Order of clustering steps can differ on different machines, even in reruns #13

Open cmayer opened 10 years ago

cmayer commented 10 years ago

Running PF in rcluster mode can result in different orders of the clustering steps.

I have started PF on one machine. Eventually it turned out that RAM was insufficient. In order to save time I copied the analysis folder to a machine with more RAM and continued the analysis there. When restarting PF on this data set, I expected it to make its way until the point where it stopped before calling raxml again, since it can read all results from its data base. However, after a few hundred clustering steps it conducted a step it did not do in the first run, so that raxml was called for all successive clustering steps to evaluate a small number of subsets.

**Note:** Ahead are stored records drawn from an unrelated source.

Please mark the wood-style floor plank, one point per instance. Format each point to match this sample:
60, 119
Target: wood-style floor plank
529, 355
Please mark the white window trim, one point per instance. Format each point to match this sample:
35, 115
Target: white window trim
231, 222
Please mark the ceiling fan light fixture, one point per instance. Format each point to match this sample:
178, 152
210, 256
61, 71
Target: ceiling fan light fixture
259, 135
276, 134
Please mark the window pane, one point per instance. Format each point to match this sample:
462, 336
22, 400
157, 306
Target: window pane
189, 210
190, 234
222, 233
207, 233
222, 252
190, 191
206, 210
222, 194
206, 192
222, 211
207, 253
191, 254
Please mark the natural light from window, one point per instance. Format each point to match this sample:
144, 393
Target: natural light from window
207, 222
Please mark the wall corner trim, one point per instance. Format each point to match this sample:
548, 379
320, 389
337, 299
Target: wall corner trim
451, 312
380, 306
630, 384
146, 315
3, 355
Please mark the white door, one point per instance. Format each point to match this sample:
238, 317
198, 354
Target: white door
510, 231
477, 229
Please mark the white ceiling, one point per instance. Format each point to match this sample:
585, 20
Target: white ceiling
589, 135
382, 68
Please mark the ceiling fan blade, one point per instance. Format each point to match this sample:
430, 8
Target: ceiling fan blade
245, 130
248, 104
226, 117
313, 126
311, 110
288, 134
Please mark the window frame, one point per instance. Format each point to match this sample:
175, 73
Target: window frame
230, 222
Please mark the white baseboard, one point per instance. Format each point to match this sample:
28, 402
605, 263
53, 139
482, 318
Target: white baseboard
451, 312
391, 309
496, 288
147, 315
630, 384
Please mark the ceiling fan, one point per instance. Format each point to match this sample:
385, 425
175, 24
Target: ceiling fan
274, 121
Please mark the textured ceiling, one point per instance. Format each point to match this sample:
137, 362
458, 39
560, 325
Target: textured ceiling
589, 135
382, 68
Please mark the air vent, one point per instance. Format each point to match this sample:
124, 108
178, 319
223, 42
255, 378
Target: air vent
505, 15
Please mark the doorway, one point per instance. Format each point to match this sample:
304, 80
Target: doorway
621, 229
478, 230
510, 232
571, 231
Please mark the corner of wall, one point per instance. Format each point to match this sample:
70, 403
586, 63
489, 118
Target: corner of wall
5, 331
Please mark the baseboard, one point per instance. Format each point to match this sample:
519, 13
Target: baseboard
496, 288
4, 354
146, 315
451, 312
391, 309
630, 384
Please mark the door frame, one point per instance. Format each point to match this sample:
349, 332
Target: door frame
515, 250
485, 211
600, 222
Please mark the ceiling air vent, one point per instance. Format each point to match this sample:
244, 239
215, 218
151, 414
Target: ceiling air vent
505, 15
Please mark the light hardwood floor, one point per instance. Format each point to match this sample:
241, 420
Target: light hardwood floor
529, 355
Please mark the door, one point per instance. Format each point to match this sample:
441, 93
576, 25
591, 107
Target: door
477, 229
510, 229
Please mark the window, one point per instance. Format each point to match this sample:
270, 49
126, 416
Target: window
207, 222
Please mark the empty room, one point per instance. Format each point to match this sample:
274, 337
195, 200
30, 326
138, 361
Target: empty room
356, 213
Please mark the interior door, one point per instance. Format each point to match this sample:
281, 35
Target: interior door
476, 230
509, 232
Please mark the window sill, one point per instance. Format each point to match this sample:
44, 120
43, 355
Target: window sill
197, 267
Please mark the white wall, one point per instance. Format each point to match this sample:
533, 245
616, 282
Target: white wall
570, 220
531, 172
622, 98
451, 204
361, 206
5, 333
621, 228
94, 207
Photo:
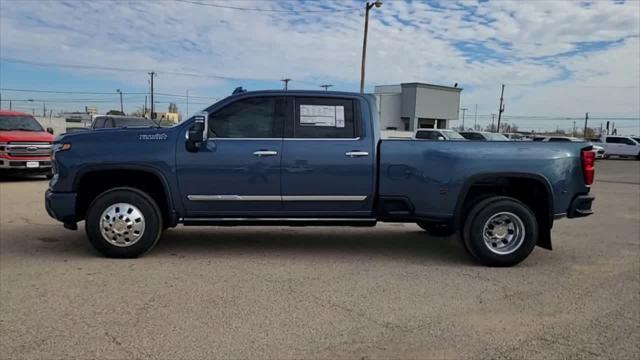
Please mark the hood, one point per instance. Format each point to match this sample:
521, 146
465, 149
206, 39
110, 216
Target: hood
6, 136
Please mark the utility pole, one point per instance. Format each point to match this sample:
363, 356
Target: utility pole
464, 110
121, 107
368, 7
501, 109
153, 117
286, 83
475, 118
586, 118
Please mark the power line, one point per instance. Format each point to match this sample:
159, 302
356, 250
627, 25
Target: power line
265, 10
120, 69
100, 93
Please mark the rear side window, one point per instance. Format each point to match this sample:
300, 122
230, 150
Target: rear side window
259, 117
330, 118
427, 135
473, 136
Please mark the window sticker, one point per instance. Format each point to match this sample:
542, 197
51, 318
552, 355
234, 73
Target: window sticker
322, 115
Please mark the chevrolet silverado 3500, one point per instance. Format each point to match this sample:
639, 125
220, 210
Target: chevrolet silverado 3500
303, 158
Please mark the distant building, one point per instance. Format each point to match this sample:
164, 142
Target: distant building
411, 106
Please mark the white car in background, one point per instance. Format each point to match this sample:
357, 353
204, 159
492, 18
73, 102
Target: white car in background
597, 149
615, 145
437, 134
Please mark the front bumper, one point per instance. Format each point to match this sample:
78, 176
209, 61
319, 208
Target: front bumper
61, 206
581, 206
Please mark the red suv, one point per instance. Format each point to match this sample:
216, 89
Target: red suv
25, 147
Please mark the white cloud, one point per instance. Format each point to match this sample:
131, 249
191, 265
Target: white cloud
562, 46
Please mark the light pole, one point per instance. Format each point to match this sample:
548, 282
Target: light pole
464, 110
368, 7
121, 107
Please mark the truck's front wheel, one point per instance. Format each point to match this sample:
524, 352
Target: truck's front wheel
123, 223
500, 231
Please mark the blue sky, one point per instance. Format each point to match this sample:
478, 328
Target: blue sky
558, 59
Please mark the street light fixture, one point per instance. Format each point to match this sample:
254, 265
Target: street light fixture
121, 107
368, 7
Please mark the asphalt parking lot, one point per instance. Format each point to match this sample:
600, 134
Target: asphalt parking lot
386, 292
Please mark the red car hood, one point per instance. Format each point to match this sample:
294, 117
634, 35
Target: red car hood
6, 136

Potential cause: Rounding errors due to different machines or after writing and reading from the data base could lead to this effect.

It's not a critical and potentially unavoidable issue.

roblanf commented 10 years ago

There are a couple of places this could happen:

  1. In the calculation of subset similarity. This uses a bunch of numpy routines to figure out the manhattan distance between subsets. There's a lot of opportunity for very slight differences to be important here, because typically in the first run of the algorithm we calculate distances for tens of millions of subset pairs, then rank them and choose the top ~1000. So, if there is ANY difference in the collection of subsets that make it into the top 1000, then you will see raxml firing up on the new computer in the very first step of the algorithm. This is my best guess as to the root of this issue.
  2. In the calculation of scheme AICc / BIC scores. What we store is a large collection of likelihoods - the likelihood of all subsets we found, analysed under all models in the list. When these are read in at the start of the run, we then use those likelihoods to calculate AICc / BIC / AIC scores of partitioning schemes. This involves a lot of calculations, and my guess if we have two partitioning schemes with very similar AICc/BIC scores, there is an opportunity for them to change order in the rankings, with similar effects to above.

In the end I don't think this will matter much. It may lead to very minor differences in the estimated partitioning schemes on different computers, but it's going to be practically impossible to avoid that anyway, because we can't control for floating point differences in e.g. RAxML and PhyML. In most cases though, this issue won't affect analyses at all, apart from changing the order in which things are done, and creating issues like Christoph is seeing.